Sebastián Rosano

Personal information
- Full name: Sebastián Rosano Escobar
- Date of birth: May 25, 1987 (age 38)
- Place of birth: Rivera, Uruguay
- Height: 1.78 m (5 ft 10 in)
- Position(s): Winger

Team information
- Current team: C.D. Olimpia
- Number: 15

Senior career*
- Years: Team / Apps / (Gls)
- 2006–2007: Montevideo Wanderers / 34 / (4)
- 2008: → Cagliari (loan) / 0 / (0)
- 2008–2009: → Tigre (loan) / 29 / (1)
- 2009–2011: Racing Club / 11 / (0)
- 2010–2011: → Montevideo Wanderers (loan) / 21 / (0)
- 2011–2012: Peñarol / 12 / (3)
- 2012–: C.D. Olimpia / 13 / (1)

International career^{‡}
- 2008–: Uruguay / 1 / (0)

= Sebastián Rosano =

Uruguayan footballer (born 1987)

Sebastián Rosano Escobar (born 25 May 1987 in Rivera) is a Uruguayan footballer.

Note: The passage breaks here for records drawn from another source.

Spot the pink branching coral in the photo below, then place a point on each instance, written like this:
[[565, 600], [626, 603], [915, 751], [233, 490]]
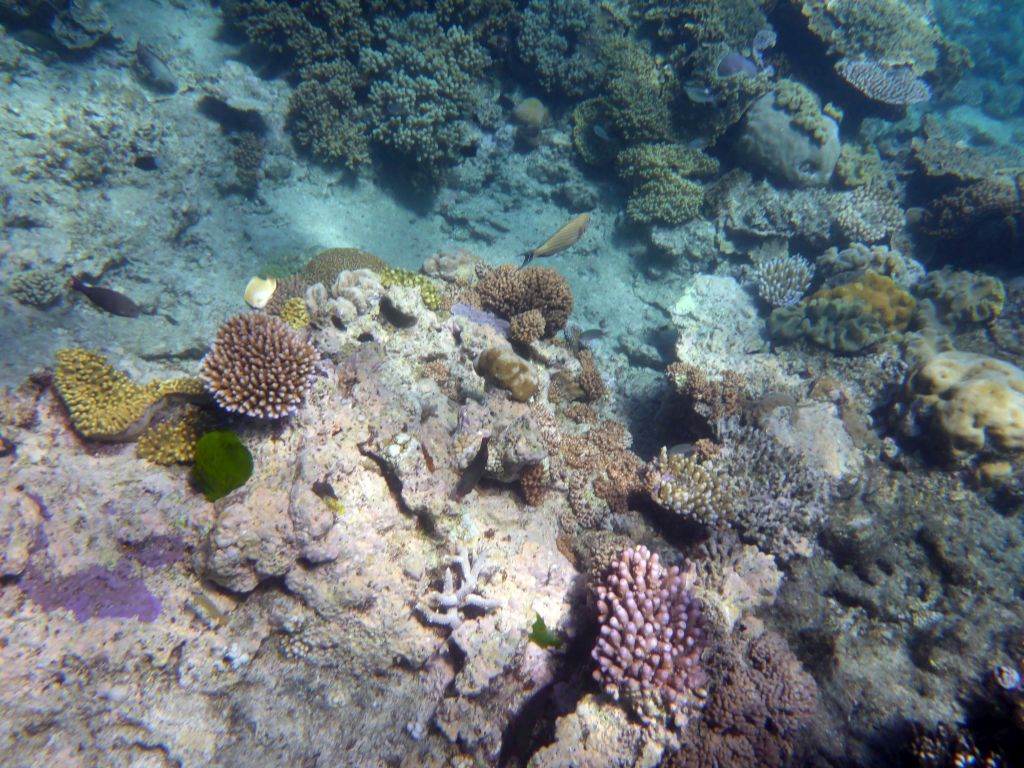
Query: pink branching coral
[[651, 636], [259, 367]]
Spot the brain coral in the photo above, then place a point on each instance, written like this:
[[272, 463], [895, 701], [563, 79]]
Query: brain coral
[[509, 292], [258, 367], [976, 401]]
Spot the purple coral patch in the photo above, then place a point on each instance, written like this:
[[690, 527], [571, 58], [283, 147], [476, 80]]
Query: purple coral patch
[[94, 592], [478, 315]]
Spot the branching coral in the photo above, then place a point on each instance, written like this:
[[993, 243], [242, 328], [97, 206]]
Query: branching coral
[[650, 639], [259, 367], [682, 484], [103, 402], [510, 292], [660, 176], [444, 607]]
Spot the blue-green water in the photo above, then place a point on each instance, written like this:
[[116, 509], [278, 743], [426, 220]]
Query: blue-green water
[[688, 333]]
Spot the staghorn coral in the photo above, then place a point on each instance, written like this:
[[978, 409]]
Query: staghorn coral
[[508, 292], [557, 44], [867, 214], [662, 188], [782, 280], [859, 165], [762, 699], [173, 440], [650, 638], [258, 367], [324, 114], [36, 288], [423, 89], [680, 483], [526, 327], [103, 402], [445, 607]]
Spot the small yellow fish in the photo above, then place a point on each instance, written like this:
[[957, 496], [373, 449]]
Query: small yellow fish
[[567, 236]]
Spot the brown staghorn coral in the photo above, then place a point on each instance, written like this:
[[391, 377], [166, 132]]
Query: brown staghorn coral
[[258, 367], [761, 698], [509, 292]]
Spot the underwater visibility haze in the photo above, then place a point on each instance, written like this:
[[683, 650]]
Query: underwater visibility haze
[[548, 383]]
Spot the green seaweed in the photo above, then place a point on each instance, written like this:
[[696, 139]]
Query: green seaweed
[[544, 637], [222, 464]]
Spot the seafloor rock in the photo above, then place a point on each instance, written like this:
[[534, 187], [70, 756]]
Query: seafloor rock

He plays for C.D. Olimpia in the Liga Nacional de Honduras.

Rosano began his professional playing career with Montevideo Wanderersin Uruguay. In 2008, he had a short loan spell with Italian side Cagliari.

Later in 2008 Rosano joined Tigre of Argentina and in 2009 he joined Racing Club.